Furthermore, the group has been involved in several JLab 6 GeV data analyses that aimed to study the DVCS off 4He in addition to the meson spectroscopy in the 4He coherent production (EG6 run-group experiment "internal wiki-page"), extract a high precision nucleon spin structure at very low momentum transfer to test various spin sum rules (EG4 run-group experiment "internal wiki-page"), and probe the time evolution of elementary configurations of the hadron wave function via the hadronization study of Λ hyperons, the first-ever SIDIS analysis with CLAS6 EG2 datasets; the EG2 run-group married two experiments, CT and CP. The latter provides a promising method to investigate nucleon and nuclear structure, construct a theory of super-dense nuclear matter, and disentangle the physics of heavy ion collisions that take place at high temperatures with the creation of a Quark-Gluon Plasma. The published results of SIDIS Λ electroproduction off nuclei in the forward and backward fragmentation regions will be further enriched once the 11 GeV CLAS12 CP experiment accumulates data in the spring of 2024. Besides the physics interest, my group successfully led the development as well as optimization of the CLAS12 drift chambers calibration and monitoring suite.

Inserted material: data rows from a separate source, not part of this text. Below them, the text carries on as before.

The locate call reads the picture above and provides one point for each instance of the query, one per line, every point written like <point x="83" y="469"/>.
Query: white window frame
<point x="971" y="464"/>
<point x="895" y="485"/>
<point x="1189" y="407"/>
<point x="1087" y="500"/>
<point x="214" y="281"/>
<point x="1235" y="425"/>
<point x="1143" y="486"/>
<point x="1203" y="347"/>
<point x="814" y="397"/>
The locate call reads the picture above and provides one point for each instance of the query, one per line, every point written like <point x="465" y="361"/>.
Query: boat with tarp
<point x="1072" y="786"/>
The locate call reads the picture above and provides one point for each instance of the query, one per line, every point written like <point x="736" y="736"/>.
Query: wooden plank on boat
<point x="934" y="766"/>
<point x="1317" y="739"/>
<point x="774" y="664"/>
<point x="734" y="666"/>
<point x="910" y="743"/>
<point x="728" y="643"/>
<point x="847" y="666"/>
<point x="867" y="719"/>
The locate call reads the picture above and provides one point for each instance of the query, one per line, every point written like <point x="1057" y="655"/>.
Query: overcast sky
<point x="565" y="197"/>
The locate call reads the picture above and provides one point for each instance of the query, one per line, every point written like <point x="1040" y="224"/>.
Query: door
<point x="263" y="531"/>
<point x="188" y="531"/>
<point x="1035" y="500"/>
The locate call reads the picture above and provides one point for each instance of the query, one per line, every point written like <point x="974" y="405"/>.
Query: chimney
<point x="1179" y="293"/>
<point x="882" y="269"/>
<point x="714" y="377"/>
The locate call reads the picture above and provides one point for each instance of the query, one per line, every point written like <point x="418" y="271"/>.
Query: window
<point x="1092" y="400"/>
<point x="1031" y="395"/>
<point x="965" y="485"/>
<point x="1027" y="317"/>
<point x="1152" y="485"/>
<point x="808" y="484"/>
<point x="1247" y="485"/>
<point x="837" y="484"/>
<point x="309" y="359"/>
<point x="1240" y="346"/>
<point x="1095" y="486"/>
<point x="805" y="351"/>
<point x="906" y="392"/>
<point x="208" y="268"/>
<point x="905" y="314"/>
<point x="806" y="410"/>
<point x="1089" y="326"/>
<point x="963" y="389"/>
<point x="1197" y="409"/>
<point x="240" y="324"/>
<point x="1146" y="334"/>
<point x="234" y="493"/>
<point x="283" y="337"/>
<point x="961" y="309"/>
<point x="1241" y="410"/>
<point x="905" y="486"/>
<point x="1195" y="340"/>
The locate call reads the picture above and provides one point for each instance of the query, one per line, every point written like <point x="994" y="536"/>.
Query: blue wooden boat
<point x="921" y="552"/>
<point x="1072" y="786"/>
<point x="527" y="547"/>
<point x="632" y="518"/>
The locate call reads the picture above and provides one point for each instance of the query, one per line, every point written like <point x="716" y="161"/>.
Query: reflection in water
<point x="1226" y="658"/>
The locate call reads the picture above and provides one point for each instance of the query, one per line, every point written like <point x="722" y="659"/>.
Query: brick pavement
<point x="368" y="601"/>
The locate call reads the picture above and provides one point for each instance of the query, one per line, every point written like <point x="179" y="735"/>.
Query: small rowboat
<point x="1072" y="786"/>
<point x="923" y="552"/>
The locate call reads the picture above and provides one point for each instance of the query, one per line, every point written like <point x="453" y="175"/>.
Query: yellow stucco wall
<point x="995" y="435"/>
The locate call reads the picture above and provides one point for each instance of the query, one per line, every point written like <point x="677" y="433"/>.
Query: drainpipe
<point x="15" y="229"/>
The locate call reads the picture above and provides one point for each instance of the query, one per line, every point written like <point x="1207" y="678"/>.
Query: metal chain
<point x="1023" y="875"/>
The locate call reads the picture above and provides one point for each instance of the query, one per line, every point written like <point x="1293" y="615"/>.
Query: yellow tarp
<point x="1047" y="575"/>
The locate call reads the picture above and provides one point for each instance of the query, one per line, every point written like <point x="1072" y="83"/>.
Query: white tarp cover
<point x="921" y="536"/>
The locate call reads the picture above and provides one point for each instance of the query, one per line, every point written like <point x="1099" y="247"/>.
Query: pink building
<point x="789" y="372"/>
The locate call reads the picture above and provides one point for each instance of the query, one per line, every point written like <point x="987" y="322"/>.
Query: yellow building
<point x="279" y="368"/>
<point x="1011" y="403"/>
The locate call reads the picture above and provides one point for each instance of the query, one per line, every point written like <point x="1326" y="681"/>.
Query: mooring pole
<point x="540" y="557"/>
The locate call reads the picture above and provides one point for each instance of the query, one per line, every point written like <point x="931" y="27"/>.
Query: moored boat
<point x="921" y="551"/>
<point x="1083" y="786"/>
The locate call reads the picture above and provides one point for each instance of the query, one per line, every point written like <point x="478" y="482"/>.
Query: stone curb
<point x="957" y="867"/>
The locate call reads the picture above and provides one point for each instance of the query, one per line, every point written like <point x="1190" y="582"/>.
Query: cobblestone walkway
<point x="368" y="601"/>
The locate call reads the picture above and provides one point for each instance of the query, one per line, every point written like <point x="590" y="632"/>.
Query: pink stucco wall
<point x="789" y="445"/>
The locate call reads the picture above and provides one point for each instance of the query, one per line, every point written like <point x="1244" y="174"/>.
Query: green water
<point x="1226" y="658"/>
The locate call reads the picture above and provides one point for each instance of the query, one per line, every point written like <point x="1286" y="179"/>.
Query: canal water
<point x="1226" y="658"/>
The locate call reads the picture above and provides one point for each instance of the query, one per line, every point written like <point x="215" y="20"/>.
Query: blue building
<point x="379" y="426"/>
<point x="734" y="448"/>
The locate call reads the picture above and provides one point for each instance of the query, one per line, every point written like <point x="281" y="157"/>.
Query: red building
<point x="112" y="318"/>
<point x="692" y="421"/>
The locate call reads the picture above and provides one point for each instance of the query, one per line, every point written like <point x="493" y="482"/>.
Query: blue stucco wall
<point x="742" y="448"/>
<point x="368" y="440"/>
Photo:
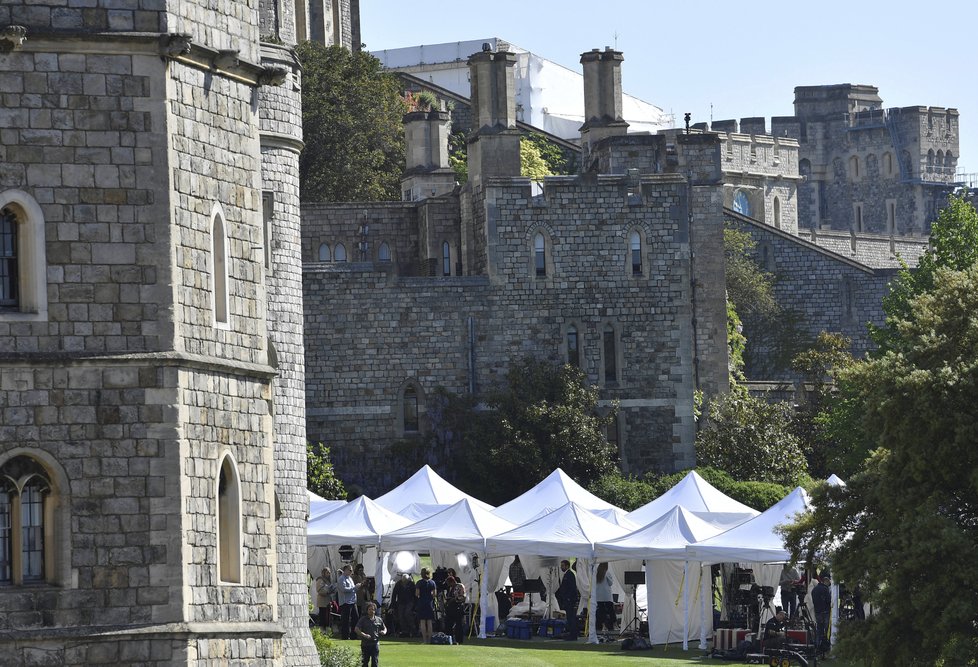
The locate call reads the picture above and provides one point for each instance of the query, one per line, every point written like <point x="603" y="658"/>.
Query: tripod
<point x="635" y="625"/>
<point x="810" y="629"/>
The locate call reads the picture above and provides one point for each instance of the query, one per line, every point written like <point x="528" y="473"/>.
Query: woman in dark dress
<point x="425" y="590"/>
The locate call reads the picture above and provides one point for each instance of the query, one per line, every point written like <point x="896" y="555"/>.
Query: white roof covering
<point x="318" y="506"/>
<point x="697" y="495"/>
<point x="359" y="522"/>
<point x="568" y="531"/>
<point x="754" y="541"/>
<point x="549" y="96"/>
<point x="463" y="526"/>
<point x="424" y="487"/>
<point x="663" y="539"/>
<point x="556" y="490"/>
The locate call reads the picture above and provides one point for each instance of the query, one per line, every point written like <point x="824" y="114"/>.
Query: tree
<point x="953" y="244"/>
<point x="906" y="526"/>
<point x="820" y="442"/>
<point x="544" y="416"/>
<point x="321" y="479"/>
<point x="751" y="439"/>
<point x="352" y="126"/>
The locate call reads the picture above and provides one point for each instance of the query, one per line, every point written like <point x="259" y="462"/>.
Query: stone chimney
<point x="602" y="98"/>
<point x="428" y="173"/>
<point x="494" y="144"/>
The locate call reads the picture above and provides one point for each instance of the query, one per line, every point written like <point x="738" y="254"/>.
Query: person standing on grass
<point x="370" y="628"/>
<point x="425" y="592"/>
<point x="347" y="590"/>
<point x="568" y="597"/>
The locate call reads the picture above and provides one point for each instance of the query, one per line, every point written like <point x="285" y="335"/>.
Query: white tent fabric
<point x="697" y="495"/>
<point x="419" y="511"/>
<point x="424" y="487"/>
<point x="463" y="527"/>
<point x="570" y="531"/>
<point x="318" y="506"/>
<point x="556" y="490"/>
<point x="755" y="541"/>
<point x="360" y="522"/>
<point x="662" y="544"/>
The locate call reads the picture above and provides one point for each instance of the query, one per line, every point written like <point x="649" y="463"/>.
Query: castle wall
<point x="123" y="389"/>
<point x="819" y="290"/>
<point x="371" y="331"/>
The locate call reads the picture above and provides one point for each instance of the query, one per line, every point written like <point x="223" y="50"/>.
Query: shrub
<point x="333" y="653"/>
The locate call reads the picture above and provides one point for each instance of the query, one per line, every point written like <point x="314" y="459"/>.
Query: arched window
<point x="26" y="522"/>
<point x="573" y="347"/>
<point x="540" y="255"/>
<point x="228" y="522"/>
<point x="609" y="354"/>
<point x="9" y="271"/>
<point x="635" y="252"/>
<point x="741" y="203"/>
<point x="887" y="164"/>
<point x="219" y="262"/>
<point x="446" y="259"/>
<point x="23" y="269"/>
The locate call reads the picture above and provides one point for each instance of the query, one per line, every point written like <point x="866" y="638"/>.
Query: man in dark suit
<point x="568" y="598"/>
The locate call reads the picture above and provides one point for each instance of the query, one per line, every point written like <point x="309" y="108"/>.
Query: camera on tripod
<point x="765" y="592"/>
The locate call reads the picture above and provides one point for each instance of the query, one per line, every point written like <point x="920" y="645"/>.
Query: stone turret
<point x="494" y="144"/>
<point x="428" y="173"/>
<point x="602" y="98"/>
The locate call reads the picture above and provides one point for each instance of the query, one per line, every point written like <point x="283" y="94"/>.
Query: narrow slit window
<point x="410" y="406"/>
<point x="610" y="356"/>
<point x="540" y="255"/>
<point x="635" y="245"/>
<point x="9" y="291"/>
<point x="573" y="349"/>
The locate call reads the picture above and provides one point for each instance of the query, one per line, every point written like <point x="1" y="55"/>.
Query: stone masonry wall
<point x="828" y="292"/>
<point x="369" y="332"/>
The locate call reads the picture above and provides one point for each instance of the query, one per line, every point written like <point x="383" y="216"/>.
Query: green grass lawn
<point x="539" y="653"/>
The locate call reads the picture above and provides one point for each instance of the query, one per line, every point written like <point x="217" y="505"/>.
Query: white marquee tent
<point x="360" y="524"/>
<point x="556" y="490"/>
<point x="662" y="544"/>
<point x="755" y="541"/>
<point x="570" y="531"/>
<point x="424" y="487"/>
<point x="695" y="494"/>
<point x="461" y="528"/>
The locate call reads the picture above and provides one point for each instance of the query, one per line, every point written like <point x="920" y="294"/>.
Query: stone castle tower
<point x="152" y="464"/>
<point x="618" y="271"/>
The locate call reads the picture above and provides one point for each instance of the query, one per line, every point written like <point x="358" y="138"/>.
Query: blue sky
<point x="744" y="58"/>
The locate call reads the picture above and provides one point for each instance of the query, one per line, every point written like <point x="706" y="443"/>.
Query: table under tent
<point x="456" y="534"/>
<point x="661" y="545"/>
<point x="359" y="526"/>
<point x="570" y="531"/>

On the other hand, my Fermilab research focuses on the polarized, E1039, and unpolarized, E906, Drell-Yan (DY) experiments, dubbed as SpinQuest and SeaQuest, respectively. The former intends to extract spin-dependent quark and antiquark distributions of the proton and neutron and study the unique correlation of the quark-antiquark spin and angular momenta. In this project, my group is leading the effort of studying the poorly known gluon Sivers/Twist-3 transverse momentum distributions using J/Ψ production as well as the transverse polarization, or transversity, distribution, developing an advanced graphics processing unit (GPU) based multi-threaded framework that will allow an efficient parallelization of the online data analysis, maintaining the performance of two-station tracking chambers in the inherited SeaQuest spectrometer, and providing support to operating, maintaining, and servicing the cryogenic and polarized targets during the commissioning and data-taking of the SpinQuest experiment. While the latter aims to extract a more precise antiquark asymmetry ratio, study the quark propagation and energy loss effects in the cold nuclear matter, target nucleus, before the hard process, dilepton production, takes place, in addition to the measurement of DY cross sections from several nuclear targets to compare the sea quark distribution in nuclei to that in deuteron. This comparison will allow an examination of the previously published DY results, which showed no significant modification of the nuclear cross section for longitudinal momentum fraction, x > 0.1, unlike the "antishadowing" enhancement observed in the deep inelastic scattering and EMC experiments. The SeaQuest data will be able to address the question of whether the antishadowing region and the so-called European Muon Collaboration (EMC) effect (depletion seen for x ~ 0.5) exist in the Drell-Yan process.